We can also look at the charging schedule in the FlexMeasures UI (reachable via the asset page for the battery):
Recall that we only asked for a 12 hour schedule here. We started our schedule after the high price peak (at 4am) and it also had to end before the second price peak fully realized (at 8pm).
Our scheduler didn’t have many opportunities to optimize, but it found some. This battery can fully charge in around an hour, and therefore, it runs two cycles. For instance, in the second cycle it buys at the lowest price (at 2pm) and sells it off at the highest price within the given 12 hours (at 6pm).

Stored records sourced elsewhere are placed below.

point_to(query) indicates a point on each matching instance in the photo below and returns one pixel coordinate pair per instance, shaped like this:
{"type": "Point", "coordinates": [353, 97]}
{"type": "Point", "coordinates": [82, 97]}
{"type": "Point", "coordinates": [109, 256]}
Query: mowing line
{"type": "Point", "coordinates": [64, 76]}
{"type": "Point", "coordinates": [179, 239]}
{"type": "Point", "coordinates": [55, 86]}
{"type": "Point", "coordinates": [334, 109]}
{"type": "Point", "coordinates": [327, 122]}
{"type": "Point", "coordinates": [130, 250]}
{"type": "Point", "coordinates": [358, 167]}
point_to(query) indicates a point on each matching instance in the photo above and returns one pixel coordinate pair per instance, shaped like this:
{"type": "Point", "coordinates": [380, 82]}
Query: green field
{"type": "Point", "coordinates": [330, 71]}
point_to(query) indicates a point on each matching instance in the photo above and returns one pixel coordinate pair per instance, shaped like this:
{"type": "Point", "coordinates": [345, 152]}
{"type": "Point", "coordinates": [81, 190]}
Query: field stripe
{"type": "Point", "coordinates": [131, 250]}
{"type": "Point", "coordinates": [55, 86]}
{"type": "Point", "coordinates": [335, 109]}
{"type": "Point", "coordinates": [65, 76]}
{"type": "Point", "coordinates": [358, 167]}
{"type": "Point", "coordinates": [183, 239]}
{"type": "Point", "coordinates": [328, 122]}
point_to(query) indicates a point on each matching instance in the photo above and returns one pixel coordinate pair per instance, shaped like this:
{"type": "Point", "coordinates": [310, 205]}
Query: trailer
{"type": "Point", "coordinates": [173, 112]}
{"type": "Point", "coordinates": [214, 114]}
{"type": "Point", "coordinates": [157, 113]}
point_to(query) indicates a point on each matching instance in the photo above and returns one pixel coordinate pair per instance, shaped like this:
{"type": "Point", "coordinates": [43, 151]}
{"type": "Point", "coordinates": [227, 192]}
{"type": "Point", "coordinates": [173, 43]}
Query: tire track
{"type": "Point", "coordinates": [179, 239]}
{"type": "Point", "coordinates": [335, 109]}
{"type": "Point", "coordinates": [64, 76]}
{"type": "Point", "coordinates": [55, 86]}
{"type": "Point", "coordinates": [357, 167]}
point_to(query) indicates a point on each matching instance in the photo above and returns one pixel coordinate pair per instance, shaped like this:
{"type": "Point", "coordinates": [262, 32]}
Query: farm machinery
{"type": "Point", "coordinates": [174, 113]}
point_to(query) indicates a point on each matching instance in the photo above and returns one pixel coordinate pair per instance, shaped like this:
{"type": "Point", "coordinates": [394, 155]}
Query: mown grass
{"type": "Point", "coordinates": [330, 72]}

The battery’s graph dashboard shows both prices and the schedule.
Note
The flexmeasures add schedule command also accepts state-of-charge targets, so the schedule can be more sophisticated.
But that is not the point of this tutorial.
See flexmeasures add schedule --help for available CLI options, Describing flexibility for all flex-model fields or check out the A flex-modeling tutorial for storage: Vehicle-to-grid for a tangible example of modelling storage constraints.
This tutorial showed the fastest way to a schedule. In Toy example II: Adding solar production, and a limit on the grid connection, we’ll go further into settings with more realistic ingredients: solar panels and a limited grid connection.